Check extraocular movements (eye movements) by having the patient look in all directions without moving their head and ask them if they experiences any double vision. Test smooth pursuit by having the patient follow an object moved across their full range of horizontal and vertical eye movements. Test convergence movements by having the patient fixate on an object as it is moved slowly towards a point right between the patient's eyes. Also, observe the eyes at rest to see if there are any abnormalities such as spontaneous nystagmus (see below)or dysconjugate gaze (eyes not both fixated on the same point) resulting in diplopia (double vision).
Saccades are eye movements used to rapidly refixate from one object to another. The examiner can test saccades by holding two widely spaced targets in front of the patient (such as the examiner's thumb on one hand and index finger on the other) and asking the patient to look back and forth between the targets.
Test optokinetic nystagmus (OKN) by moving a strip with parallel stripes on it in front of the patient's eyes and asking them to watch the stripes go by.
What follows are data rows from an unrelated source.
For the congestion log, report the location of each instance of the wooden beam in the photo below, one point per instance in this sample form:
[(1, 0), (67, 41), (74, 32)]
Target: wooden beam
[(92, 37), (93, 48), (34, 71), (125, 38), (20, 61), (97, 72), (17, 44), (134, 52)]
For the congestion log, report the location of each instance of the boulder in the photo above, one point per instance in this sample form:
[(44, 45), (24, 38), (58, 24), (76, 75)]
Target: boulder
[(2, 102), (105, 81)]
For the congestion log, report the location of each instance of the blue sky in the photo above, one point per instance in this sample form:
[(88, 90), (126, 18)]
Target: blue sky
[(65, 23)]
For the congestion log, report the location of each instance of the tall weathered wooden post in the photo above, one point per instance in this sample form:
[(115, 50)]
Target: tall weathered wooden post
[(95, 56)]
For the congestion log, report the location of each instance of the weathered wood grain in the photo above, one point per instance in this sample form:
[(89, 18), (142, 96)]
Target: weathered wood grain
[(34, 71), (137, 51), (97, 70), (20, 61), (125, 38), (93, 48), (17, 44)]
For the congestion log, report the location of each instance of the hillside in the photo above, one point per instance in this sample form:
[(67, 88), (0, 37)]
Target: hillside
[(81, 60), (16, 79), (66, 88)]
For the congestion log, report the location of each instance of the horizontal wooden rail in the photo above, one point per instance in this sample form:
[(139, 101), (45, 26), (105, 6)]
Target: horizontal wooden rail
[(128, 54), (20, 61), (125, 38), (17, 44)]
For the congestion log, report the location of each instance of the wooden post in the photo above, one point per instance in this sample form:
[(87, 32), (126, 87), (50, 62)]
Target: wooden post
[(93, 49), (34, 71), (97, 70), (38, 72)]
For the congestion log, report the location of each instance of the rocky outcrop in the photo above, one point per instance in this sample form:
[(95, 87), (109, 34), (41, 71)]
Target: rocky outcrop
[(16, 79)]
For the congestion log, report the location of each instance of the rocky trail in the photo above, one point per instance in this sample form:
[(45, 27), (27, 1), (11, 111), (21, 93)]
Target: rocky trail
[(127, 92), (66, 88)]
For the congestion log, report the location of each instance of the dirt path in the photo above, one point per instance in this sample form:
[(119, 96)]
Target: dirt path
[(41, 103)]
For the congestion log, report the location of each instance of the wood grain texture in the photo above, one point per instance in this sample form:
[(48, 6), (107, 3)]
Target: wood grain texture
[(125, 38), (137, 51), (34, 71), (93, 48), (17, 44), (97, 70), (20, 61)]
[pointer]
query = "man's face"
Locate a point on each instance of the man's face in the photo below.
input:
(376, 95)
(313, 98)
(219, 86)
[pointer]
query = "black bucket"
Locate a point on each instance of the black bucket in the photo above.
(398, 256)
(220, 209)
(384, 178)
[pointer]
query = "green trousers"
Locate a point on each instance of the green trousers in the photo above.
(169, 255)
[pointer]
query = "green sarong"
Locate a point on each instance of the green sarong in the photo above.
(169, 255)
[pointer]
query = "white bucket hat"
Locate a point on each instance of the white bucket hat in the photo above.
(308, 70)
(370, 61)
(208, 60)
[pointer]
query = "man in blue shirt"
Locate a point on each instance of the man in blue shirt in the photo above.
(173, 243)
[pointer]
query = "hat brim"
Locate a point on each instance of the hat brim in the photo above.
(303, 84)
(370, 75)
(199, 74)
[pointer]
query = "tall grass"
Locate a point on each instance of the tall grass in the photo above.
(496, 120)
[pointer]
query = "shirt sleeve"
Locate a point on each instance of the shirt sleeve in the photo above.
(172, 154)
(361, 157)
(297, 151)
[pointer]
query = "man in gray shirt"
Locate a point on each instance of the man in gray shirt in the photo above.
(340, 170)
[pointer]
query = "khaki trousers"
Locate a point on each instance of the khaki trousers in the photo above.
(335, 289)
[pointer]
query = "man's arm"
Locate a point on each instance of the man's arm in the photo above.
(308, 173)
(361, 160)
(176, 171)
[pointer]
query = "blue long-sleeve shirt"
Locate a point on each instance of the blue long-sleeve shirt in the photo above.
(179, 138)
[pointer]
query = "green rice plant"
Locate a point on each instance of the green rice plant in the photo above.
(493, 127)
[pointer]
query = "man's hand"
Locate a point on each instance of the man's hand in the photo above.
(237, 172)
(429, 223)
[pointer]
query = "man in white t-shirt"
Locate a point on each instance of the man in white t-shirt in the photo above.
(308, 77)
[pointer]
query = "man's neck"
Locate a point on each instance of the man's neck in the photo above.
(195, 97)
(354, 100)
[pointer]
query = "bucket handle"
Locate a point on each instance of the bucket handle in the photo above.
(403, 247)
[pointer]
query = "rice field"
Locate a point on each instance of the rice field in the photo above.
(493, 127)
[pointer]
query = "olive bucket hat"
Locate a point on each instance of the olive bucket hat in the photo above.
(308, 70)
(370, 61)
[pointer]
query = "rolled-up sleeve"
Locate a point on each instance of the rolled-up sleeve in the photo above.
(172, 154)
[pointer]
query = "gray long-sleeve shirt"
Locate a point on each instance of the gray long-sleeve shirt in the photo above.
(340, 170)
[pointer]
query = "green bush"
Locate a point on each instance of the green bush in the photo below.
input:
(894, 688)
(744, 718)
Normally, rhythmic eye movements called nystagmus occur consisting of an alternating slow phase with slow pursuit movements in the direction of strip movement, and a rapid phase with quick refixations back to midline.
In comatose or severely lethargic patients, the vestibulo-ocular reflex can be used to test whether brainstem eye movement pathways are intact. The oculocephalic reflex, a form of the vestibulo-ocular reflex, is tested by holding the eyes open and rotating the head from side to side or up and down. These maneuvers obviously should not be performed in cases of head injury or other cases of suspected cervical spine trauma unless complete cervical spine films are normal. The reflex is present if the eyes move in the opposite direction of the head movements, and it is therefore sometimes called doll's eyes. Note that in awake patients, doll's eyes are usually not present because voluntary eye movements mask the reflex. Thus, the absence of doll's eyes suggests brainstem dysfunction in the comatose patient but can be normal in the awake patient. Another, more potent stimulus of the vestibulo-ocular reflex used to evaluate comatose patients is caloric stimulation (see Neuroanatomy Through Clinical Cases, Chapter 3).
Careful testing can often identify abnormalities in individual muscles or in particular cranial nerves (oculomotor, trochlear, or abducens) in their course from the brainstem to the orbit, in the brainstem nuclei, or finally, in the higher-order centers and pathways in the cortex and brainstem that control eye movements (for more details, see Neuroanatomy Through Clinical Cases, Chapter 14). Spontaneous nystagmus can indicate toxic or metabolic conditions such as drug overdose or alcohol intoxication, or peripheral or central vestibular dysfunction.